© Iñigo Ibañez

San Sebastián, jueves, 28 de agosto de 2025. Auditorio Kursaal. Arvo Pärt, Cantus in Memoriam Benjamin Britten. Antonin Dvořák, Concierto para violín. Jean Sibelius, Segunda sinfonía. Isabelle Faust, violín. Gewandhausorchester Leipzig. Andris Nelsons, director. Quincena Musical Donostiarra.

El programa Pärt, Dvořák y Sibelius pasó de la austeridad contemporánea al lirismo bohemio para culminar en una Segunda Sinfonía de Sibelius que brilló por su belleza sonora y su equilibrio entre control y expresividad.

La Gewandhaus es desde luego una orquesta fabulosa, con un prestigio tan legendario como merecido. Sus imponentes cuerdas, compactas y aterciopeladas, dibujan un sonido de tersura casi fractal, de una nobleza casi irreal, como surgida de otro tiempo; las maderas aportan una claridad cristalina; los metales se escuchan con densidad y brillo, todo ello sin perder nunca un equilibrio majestuoso. Bajo la batuta de Nelsons, cada sección desplegó su riqueza individual y, al mismo tiempo, se integró en un tejido sonoro de extraordinaria cohesión en el que se hacían patentes dos rasgos: el primero, que se trata de una orquesta con una gran presencia masculina; el segundo, que la orquesta evidencia una concentración impresionante en todo momento y en cada atril. Es un grupo de una homogeneidad asombrosa.

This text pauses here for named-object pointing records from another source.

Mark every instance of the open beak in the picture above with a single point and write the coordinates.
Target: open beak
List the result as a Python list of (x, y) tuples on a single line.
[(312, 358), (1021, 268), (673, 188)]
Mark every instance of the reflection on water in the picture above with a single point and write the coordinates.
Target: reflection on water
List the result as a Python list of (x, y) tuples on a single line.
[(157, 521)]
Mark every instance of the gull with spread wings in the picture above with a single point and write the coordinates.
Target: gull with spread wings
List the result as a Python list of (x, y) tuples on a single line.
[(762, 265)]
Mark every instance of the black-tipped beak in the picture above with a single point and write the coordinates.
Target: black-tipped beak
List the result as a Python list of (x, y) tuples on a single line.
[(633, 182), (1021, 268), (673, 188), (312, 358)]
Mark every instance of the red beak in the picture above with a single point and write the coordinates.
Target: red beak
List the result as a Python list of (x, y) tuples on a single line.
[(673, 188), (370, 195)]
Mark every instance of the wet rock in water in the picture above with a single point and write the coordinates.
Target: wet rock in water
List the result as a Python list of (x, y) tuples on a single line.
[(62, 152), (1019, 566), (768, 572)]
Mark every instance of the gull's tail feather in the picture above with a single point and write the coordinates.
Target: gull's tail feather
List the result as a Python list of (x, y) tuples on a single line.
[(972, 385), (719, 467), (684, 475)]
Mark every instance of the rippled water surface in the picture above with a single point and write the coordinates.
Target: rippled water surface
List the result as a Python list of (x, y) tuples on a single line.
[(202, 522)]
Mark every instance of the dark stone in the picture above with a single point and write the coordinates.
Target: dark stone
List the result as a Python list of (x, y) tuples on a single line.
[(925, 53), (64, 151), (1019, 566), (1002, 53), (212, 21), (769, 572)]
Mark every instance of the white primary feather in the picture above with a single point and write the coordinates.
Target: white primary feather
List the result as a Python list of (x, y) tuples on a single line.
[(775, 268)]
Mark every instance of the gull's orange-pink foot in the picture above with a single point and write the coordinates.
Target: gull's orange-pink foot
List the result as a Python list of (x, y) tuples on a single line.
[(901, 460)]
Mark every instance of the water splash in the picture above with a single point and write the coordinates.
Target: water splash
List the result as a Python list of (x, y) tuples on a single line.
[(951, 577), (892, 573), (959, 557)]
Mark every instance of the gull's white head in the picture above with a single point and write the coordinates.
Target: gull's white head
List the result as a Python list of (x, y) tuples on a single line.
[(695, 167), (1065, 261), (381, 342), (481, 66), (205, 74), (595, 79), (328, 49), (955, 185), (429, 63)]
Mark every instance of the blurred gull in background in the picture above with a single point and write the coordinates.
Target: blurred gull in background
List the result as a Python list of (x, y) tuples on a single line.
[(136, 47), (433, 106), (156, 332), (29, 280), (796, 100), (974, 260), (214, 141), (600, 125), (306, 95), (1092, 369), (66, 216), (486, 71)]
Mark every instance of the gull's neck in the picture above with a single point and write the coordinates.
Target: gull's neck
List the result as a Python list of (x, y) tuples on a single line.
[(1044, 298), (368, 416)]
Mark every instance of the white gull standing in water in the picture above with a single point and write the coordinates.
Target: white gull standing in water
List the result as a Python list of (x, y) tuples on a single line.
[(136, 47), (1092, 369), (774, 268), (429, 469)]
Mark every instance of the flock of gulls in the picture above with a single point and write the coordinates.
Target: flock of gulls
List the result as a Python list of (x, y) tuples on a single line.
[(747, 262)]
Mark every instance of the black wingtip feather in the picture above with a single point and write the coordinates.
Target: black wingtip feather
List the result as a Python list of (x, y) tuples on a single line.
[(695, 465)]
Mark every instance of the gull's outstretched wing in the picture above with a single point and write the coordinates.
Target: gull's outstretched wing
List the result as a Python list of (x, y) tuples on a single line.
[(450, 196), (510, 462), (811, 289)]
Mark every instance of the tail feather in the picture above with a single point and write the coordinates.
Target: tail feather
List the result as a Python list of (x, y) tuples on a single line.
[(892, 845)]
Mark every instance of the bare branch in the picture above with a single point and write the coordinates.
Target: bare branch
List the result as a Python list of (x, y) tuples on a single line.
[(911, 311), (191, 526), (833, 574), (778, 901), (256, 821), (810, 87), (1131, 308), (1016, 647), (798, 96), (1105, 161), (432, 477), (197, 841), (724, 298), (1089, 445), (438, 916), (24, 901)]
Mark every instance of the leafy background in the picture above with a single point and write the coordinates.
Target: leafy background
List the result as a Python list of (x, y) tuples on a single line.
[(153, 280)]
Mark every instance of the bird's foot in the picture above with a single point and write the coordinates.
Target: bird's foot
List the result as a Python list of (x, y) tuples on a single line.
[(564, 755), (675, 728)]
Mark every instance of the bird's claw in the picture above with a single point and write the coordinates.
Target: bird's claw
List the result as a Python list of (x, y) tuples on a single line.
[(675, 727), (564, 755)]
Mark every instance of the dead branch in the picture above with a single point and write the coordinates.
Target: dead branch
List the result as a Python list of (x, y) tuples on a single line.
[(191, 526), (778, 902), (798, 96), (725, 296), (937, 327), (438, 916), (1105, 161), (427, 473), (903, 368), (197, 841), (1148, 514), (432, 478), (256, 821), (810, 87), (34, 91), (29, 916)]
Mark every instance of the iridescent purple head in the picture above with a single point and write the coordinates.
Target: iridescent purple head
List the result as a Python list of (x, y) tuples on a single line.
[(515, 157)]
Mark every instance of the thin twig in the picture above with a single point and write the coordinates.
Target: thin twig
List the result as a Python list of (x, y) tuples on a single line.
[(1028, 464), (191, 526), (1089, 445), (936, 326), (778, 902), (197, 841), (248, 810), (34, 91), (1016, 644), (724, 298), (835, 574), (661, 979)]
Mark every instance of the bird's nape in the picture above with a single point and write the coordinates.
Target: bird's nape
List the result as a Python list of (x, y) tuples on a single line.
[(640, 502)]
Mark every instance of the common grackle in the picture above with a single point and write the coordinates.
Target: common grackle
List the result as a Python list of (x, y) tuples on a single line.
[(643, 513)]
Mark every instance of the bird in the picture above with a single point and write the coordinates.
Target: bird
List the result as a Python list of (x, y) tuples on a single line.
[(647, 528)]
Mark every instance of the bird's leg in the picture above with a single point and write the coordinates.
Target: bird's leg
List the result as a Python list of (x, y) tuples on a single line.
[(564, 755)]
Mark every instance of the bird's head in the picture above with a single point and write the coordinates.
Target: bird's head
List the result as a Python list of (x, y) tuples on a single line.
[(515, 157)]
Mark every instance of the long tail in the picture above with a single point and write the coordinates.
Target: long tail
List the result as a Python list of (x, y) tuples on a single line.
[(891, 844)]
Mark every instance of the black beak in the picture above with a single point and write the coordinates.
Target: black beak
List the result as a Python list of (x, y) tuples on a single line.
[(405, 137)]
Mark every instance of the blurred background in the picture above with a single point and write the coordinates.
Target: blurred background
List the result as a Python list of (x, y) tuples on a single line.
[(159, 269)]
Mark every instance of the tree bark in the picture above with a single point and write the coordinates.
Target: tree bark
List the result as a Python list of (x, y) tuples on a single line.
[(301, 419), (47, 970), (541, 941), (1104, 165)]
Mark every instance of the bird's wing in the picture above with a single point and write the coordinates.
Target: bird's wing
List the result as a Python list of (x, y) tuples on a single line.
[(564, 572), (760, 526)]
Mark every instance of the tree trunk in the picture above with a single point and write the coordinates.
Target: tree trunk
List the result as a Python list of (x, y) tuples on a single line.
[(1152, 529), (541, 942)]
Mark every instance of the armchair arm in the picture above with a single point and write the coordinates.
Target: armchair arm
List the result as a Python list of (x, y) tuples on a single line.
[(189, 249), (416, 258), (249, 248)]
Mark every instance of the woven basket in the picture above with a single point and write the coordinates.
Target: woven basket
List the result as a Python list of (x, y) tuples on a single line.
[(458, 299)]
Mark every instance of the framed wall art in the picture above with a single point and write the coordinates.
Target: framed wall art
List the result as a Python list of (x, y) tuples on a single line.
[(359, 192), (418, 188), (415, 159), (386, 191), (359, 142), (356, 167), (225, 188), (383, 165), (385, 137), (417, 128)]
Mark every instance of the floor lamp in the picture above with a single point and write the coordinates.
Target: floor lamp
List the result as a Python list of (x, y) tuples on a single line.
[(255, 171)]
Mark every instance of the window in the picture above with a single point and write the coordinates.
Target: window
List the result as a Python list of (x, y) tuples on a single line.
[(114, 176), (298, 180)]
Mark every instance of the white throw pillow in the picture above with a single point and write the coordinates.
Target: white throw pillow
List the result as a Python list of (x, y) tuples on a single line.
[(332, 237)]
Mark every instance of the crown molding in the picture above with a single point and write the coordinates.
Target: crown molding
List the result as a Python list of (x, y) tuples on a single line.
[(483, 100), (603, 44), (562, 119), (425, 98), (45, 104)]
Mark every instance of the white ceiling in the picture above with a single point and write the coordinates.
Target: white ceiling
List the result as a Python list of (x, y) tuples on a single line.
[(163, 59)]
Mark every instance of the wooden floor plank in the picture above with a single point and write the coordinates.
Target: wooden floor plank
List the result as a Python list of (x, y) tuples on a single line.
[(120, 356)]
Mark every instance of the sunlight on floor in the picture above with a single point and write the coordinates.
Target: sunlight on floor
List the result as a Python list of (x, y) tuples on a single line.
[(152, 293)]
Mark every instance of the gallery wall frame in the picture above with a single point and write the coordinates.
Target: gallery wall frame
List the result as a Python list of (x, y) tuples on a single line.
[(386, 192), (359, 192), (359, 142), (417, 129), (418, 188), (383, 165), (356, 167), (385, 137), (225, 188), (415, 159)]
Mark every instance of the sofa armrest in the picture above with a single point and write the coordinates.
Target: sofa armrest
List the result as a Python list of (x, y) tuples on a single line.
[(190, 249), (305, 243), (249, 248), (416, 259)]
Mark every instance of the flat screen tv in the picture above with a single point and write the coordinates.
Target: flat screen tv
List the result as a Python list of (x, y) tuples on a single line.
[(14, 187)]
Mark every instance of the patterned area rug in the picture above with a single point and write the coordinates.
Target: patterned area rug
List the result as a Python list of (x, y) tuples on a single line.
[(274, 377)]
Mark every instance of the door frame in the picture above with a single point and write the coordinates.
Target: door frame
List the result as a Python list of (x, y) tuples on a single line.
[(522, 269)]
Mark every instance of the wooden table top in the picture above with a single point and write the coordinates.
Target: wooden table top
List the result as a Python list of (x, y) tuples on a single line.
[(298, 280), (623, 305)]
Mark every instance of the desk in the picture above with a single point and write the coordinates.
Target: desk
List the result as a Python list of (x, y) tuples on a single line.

El concierto se abrió con el Cantus in Memoriam Benjamin Britten de Arvo Pärt. Desde un susurro apenas audible hasta una muralla de cuerdas y campanas, Nelsons construyó un crescendo hipnótico, manteniendo siempre el pulso firme y sereno. La austeridad arrebatada de la pieza, tan Pärt, encontró en la orquesta una profundidad noble, que evitó cualquier exceso y acentuó su apariencia meditativa y su sencillez sublimada.

El Concierto para violín de Dvořák tuvo como protagonista a Isabelle Faust, que ofreció una interpretación inicialmente algo contenida, pero más expansiva a medida que el Concierto avanzaba. El primer movimiento mostró alguna tensión, pero en el adagio Faust alcanzó una luminosidad bella e íntima y en el final desplegó una rusticidad expresiva, pero tamizada por la mirada de una urbanita: fue una lectura de un virtuosismo técnico impecable, aunque con cierta distancia emocional.

La segunda parte trajo el gran núcleo de la velada: la Segunda Sinfonía de Sibelius. Aquí, Nelsons desplegó claramente su visión: frenar la tentación del melodrama para ofrecer una arquitectura musical sólida, clara y contenidamente monumental. Su dirección fue física, amplia, pero siempre precisa, atenta a los detalles dinámicos y a los diálogos entre secciones. La interpretación se extendió por un tiempo que permitió desgranar cada fragmento y dejar sentir las abruptas interrupciones que tanto marcan el lenguaje sibeliano. No hubo grandilocuencia: la irrupción triunfal se sintió como una culminación ganada a través del esfuerzo constructor, más que como un estallido triunfalista. La contención, paradójicamente, otorgó a la obra su mayor poder expresivo. Fue una Segunda de profundas raíces, afirmada en la claridad y la mesura. Nelsons enseñó que la verdadera grandeza de Sibelius no está en exacerbar el dramatismo, sino en contenerlo, moldearlo e ir dándole forma nota a nota. Mucha clase.

Las aportaciones individuales fueron notables en todo momento, ¡qué timbalero!, pero todo fue una demostración de lo que significa una gran orquesta: una suma de talentos al servicio de una visión leal y comprometida del trabajo colectivo. La Gewandhaus confirmó su lugar como una de las grandes orquestas de nuestro tiempo, sin duda una entre las tres o cuatro más grandes formaciones de las muchas que han visitado Quincena Musical en las últimas décadas.